Bernanos über die Heiligen

[Wer unökumenische Töne heraushört, liest am besten darüber weg. Darauf kommt es GB und mir nicht an.]

"Die Stunde der Heiligen ist immer am Kommen. Unsere Kirche ist die Kirche der Heiligen.

Wer ihr mit Mißtrauen naht, glaubt geschlossene Türen, Schranken und Schalter zu finden, eine Art geistlicher Polizei. Aber unsere Kirche ist die Kirche der Heiligen.

Welcher Bischof gäbe nicht seinen Ring, seine Mitra, seinen Stab, welcher Kardinal nicht seinen Purpur, welcher Papst nicht seinen weißen Rock, seine Camerieri, seine Schweizer und all sein Zeitliches dahin, um ein Heiliger zu sein? Wer möchte nicht die Kraft haben, dies wunderbare Abenteuer zu bestehen?

Denn die Heiligkeit ist ein Abenteuer, sogar das einzige, das es gibt. Wer das einmal verstanden hat, ist ins Herz des katholischen Glaubens eingetreten, hat in seinem sterblichen Fleisch einen anderen Schreck verspürt als den des Todes: eine übermenschliche Hoffnung. Unsere Kirche ist die Kirche der Heiligen. Aber wer kümmert sich um die Heiligen? Man sähe sie gern als Greise voll Erfahrung und Politik, aber die meisten von ihnen sind Kinder, und die Kindheit steht immer allein gegen alle. Die Schlauen zucken die Achseln, lächeln: welcher Heilige hat den Leuten der Kirche viel zu danken gehabt? He, was gehen uns hier die Leute der Kirche an? (...)

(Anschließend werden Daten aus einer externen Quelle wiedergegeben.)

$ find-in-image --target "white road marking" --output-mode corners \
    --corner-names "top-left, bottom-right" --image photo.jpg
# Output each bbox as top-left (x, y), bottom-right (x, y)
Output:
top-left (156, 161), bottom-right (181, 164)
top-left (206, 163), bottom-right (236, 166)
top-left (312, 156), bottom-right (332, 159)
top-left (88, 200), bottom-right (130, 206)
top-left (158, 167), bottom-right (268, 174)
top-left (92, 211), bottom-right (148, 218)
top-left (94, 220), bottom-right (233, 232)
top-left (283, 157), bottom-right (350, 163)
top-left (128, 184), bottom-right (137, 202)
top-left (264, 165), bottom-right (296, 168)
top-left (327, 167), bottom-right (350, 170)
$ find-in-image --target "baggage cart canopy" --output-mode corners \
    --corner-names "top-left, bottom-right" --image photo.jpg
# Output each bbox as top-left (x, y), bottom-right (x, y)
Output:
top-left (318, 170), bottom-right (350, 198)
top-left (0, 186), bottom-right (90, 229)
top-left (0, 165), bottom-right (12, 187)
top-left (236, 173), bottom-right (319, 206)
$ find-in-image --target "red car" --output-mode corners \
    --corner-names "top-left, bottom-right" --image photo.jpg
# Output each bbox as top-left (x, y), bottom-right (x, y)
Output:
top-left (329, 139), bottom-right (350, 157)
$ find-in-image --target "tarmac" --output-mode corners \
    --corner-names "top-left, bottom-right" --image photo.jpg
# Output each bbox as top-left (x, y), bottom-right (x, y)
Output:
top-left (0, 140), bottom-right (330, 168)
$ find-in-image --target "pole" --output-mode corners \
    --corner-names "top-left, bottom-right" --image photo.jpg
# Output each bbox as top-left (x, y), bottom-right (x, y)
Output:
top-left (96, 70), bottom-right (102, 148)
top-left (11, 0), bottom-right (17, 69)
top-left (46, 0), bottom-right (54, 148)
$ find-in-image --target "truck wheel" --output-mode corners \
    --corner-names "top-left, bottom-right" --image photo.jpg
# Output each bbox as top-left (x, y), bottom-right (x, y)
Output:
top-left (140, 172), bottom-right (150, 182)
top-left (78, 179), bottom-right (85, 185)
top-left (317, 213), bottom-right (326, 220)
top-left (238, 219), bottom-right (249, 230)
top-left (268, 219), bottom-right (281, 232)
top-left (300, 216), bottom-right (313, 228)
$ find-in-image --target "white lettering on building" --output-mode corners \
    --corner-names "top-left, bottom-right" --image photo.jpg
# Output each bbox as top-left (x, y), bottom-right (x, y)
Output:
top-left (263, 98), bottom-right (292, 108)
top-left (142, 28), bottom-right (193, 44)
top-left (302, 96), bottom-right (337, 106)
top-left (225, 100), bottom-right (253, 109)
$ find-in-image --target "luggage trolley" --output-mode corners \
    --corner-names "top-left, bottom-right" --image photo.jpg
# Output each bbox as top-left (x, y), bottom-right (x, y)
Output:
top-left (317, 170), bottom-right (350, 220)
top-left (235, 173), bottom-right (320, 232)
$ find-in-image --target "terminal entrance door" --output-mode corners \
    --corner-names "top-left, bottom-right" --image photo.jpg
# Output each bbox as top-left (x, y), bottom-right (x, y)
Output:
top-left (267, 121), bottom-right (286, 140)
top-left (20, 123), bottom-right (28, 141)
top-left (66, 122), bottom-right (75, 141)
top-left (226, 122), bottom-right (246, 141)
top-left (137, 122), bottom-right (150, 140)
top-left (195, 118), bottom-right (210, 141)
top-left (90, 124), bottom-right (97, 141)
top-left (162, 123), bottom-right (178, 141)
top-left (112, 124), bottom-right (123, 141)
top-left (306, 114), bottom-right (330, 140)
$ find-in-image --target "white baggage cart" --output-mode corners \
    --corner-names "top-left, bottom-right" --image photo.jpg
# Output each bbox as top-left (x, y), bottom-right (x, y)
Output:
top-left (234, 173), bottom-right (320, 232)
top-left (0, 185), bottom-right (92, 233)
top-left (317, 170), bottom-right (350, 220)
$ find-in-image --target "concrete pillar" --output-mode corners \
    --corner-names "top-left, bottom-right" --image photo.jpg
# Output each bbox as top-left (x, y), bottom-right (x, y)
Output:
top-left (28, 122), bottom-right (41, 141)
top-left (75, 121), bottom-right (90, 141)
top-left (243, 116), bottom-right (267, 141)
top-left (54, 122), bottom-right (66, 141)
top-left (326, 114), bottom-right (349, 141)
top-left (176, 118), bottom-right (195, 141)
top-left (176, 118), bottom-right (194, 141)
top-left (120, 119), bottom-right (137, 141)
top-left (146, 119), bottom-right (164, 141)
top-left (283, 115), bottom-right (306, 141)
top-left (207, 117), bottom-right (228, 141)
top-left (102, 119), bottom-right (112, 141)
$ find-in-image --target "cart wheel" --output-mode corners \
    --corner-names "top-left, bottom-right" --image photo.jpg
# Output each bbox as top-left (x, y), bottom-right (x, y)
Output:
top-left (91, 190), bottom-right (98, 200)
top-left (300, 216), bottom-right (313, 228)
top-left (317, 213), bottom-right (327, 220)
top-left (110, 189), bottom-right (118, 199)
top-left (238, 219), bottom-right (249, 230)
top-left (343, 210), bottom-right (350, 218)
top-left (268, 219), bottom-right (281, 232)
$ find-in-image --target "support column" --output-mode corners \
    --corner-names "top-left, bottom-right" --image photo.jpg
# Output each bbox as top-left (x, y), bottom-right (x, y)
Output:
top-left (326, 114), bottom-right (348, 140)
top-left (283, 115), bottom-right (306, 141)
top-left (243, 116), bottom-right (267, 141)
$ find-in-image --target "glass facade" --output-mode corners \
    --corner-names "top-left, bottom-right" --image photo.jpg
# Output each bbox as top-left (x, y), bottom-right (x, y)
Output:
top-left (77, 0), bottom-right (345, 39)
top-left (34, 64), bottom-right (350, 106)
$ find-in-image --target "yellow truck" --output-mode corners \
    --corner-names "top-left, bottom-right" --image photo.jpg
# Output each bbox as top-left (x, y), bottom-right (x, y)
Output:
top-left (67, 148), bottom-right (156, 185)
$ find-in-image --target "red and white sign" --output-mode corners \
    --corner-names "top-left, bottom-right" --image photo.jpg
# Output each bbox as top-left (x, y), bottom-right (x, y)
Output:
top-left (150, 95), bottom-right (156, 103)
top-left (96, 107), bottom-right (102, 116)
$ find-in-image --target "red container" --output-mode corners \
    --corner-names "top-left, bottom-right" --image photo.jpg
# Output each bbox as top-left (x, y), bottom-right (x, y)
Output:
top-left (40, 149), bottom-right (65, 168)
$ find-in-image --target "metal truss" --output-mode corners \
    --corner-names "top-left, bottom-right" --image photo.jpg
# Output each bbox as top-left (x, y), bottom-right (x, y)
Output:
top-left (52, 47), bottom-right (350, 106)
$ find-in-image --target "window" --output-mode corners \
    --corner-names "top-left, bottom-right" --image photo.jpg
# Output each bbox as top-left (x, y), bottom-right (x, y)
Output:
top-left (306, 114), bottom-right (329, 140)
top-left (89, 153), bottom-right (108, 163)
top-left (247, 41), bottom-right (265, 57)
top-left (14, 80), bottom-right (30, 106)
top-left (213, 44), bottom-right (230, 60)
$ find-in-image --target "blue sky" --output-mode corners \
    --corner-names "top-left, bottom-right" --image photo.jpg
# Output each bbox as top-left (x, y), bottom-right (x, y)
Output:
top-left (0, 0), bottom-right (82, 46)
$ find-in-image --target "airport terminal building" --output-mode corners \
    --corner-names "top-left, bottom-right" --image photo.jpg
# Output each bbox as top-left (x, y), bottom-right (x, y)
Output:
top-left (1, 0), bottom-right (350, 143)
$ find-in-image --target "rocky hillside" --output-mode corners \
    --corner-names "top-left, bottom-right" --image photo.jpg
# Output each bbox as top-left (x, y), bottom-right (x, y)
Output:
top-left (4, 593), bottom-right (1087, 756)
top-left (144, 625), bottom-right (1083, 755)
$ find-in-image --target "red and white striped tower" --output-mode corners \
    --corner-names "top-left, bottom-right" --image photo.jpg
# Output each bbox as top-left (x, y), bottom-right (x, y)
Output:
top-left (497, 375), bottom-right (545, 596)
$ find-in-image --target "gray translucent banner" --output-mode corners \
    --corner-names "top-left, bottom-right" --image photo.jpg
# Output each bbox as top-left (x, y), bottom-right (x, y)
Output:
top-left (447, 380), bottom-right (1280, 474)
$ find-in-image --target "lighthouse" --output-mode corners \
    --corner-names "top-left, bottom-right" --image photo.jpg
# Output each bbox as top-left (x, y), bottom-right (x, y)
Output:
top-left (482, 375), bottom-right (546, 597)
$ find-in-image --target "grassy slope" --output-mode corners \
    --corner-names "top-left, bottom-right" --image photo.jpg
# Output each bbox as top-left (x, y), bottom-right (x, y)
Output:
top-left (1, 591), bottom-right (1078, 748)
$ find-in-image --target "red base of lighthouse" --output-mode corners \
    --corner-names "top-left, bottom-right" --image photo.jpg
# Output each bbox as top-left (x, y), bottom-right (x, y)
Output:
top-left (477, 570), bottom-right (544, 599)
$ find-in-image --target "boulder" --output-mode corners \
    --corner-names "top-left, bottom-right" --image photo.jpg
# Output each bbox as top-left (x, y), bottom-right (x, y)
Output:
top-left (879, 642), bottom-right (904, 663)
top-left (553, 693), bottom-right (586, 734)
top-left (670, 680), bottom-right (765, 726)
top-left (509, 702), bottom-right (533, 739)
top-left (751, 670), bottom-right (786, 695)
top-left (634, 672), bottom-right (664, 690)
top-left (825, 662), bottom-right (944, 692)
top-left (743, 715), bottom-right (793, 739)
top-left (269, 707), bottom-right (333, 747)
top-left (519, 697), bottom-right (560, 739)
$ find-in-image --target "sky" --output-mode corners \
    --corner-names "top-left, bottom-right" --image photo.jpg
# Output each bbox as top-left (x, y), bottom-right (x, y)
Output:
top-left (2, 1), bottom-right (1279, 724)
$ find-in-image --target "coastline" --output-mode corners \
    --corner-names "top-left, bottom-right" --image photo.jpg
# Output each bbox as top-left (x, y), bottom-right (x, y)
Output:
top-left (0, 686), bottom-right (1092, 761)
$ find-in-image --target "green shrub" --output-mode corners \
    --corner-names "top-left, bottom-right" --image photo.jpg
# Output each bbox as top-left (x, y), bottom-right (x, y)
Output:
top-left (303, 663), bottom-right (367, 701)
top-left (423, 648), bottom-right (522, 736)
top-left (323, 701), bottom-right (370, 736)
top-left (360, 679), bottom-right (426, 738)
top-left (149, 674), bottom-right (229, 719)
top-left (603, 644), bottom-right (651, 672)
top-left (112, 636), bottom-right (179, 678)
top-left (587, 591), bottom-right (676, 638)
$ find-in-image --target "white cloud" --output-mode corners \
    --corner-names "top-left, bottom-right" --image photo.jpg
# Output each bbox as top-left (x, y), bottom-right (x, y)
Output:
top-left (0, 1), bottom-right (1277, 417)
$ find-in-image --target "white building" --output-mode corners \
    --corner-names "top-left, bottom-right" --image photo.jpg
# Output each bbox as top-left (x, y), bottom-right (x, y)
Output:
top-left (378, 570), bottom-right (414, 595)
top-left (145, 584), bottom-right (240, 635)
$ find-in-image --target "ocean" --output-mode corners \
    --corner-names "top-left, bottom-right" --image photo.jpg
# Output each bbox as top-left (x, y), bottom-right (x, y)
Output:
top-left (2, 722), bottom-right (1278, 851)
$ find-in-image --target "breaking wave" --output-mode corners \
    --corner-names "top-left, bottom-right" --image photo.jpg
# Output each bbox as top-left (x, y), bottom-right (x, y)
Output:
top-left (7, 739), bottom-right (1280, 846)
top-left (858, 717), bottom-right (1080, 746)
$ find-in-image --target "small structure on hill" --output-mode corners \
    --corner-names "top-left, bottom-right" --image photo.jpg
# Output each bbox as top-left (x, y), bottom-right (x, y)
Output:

Gott hat die Kirche nicht gemacht für den Wohlstand der Heiligen, sondern daß die Kirche ihr Andenken lebendig erhalte, damit nicht, mit dem göttlichen Wunder zusammen, ein Strom von Ehre und Poesie zerrinne. Es soll eine andere Kirche ihre Heiligen vorweisen! Die unsere ist die Kirche der Heiligen. Wem wolltet ihr diese Here von Engeln zu weiden geben? Schon die bloße Geschichte mit ihrem summarischen Verfahren, ihrem sturen und harten Realismus hätte sie zerbrochen.

Unsere katholische Tradition trägt sie davon, ohne sie zu verletzen, in ihrem umfassenden Rhythmus. Benedikt mit seinem Raben, Franz mit seiner Laute und seine provenzalischen Versen, Jeanne mit ihrem Schwert, Vinzenz mit seiner verschlissenen Soutane, und die Letztgekommene, die Fremde, Geheime, von den Geschäftemachern und Bestechlichen auf die Folter gespannt, mit ihrem unbegreiflichen Lächeln - Therese vom Kinde Jesu. (...) Wir respektieren die Dienste der Verwaltungsbehörden, der Profossen, des Generalstabs und der Kartographen, aber unser Herz ist mit den Männern der Front, unser Herz ist mit denen, die sich umbringen lassen." (zit. nach Hans Urs von Balthasar: Gelebte Kirche - Georges Bernanos.- 3. Aufl.- Einsiedeln: Johannes, 1988, S. 234f.)